The title of Little Wretches’ new album, Red Beets & Horseradish, provides listeners with a glimpse into their creative thinking. Chief songwriter, singer, and guitarist Robert Andrew Wagner incorporates surprising variety into what is, at its core, a folk-rock album in the singer/songwriter vein. Hints of Rolling Stones-like blues rock occasionally peek out from the arrangements and his lyrics, more than anything else, illustrate how its still possible to call upon the pop music’s extensive lexicon in personal and inventive ways.
There’s a lot of bringing the traditional and personal together during this album. “Rise”, the album opener, is an excellent example of that. Backing vocalist Jack Erdie’s song has a strong gospel influence without ever sounding churchy or embracing religion; it’s capable of touching a spiritual nerve for listeners.

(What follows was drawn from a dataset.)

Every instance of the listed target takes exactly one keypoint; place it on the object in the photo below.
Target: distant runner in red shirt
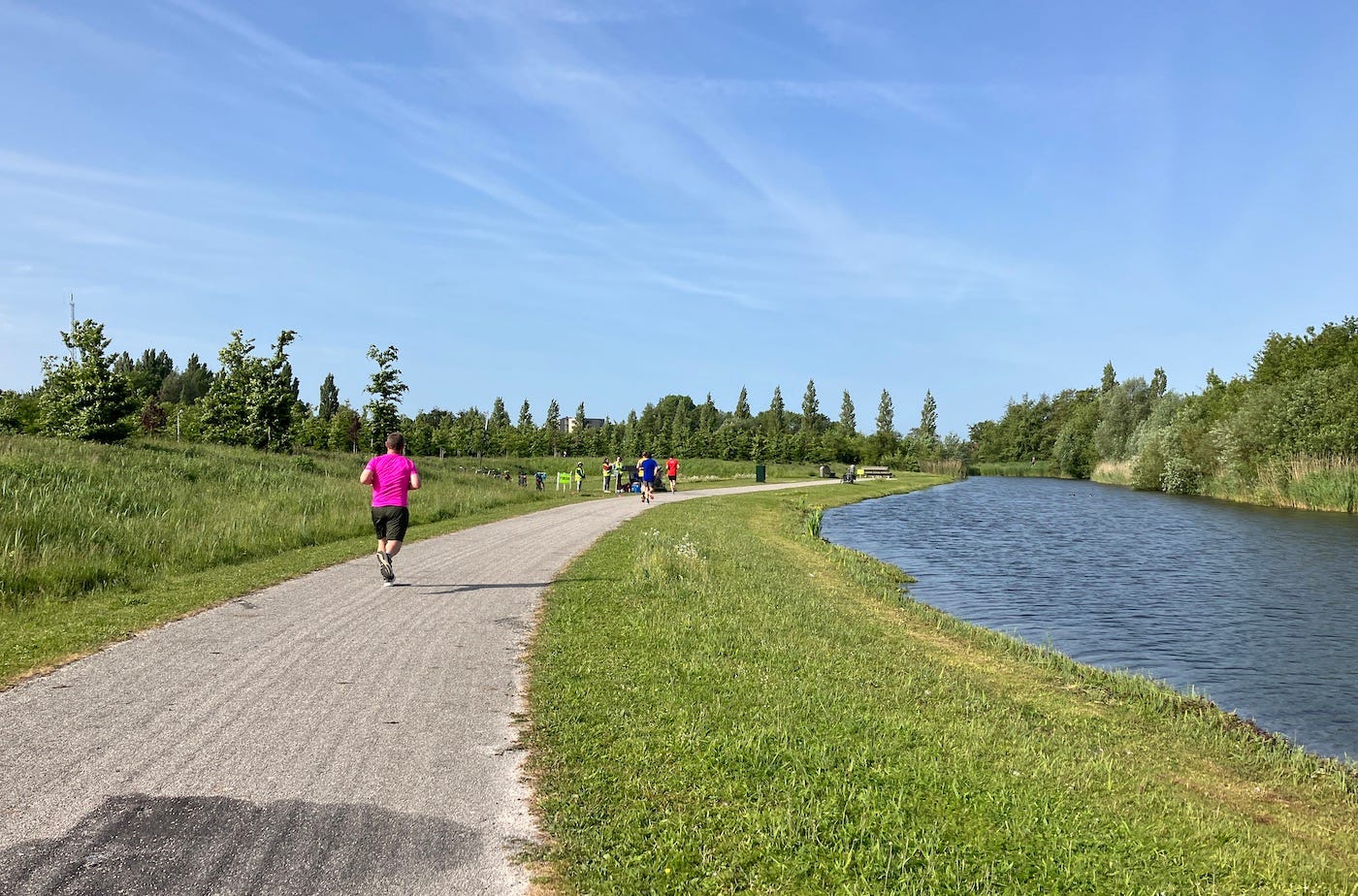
(393, 477)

You can hear it as a deeply secular song, as well, tied up in the world but determined to never be defeated by its machinations.
Red Beets & Horseradish occasionally slips over the line into rock and roll territory. One of the best forays in this vein arrives with “Palms & Crosses” and the vocals, including the song’s backing singers, seem to draw inspiration from the fiery guitar. Tackling this track at an up-tempo trajectory is a welcome shot in the arm, as well, that helps carry us into its next turn. Pairing the song with “Nothing Was Given to Me” is a particularly shrewd move given the song’s tone, its storytelling slant, and unorthodox vocals.
It hails from the “talking blues” or recitation style once popular in music of the 1950s-1960s. Songwriters typically reserved the style for “morality plays” in miniature, i.e. Hank Williams Sr.’s Luke the Drifter persona and associated songs, and the intent is the same here. The backing is minimal but important. Rosa Colucci’s lead vocals for “Winter’s Grace” provide Red Beets & Horseradish with a welcome change in vocal perspective, though her voice is far more bluesy.
Uncomprehending but righteous rage exists in the heart of “Tiger Pajamas” and bushwhacks listeners a verse in. It’s childhood utopia, at first, before he first lowers the boom during the song’s chorus. He layers further drama into the lyric from there on and it’s difficult to imagine few, if any, will hear its plaintive chorus and remain unaffected. “One Hundredth” mines traditional music for much of its material, but it’s invigorating to hear how thoroughly he claims the song as his own.
“Old Lillian’s Story” is cut from the same cloth as the earlier “Nothing Was Given to Me”, though the former is much more self-consciously a character sketch. These “songs” stand out, without question, but it’s a testament to the seamlessness of his writing that they don’t sound jarring in this context but, instead, an elaboration on Wagner’s songwriting talents. The melody opening “Duquesne” soon has the whole band fall in behind the guitar and we’re off with another of Wagner’s character studies. The simmering tension in the song will be appealing to many. It’s another example of the underplayed diversity of the album, but it’s a pleasure hearing an album where there’s close to something for everyone. Little Wretches are hitting a peak with their new album Red Beets & Horseradish.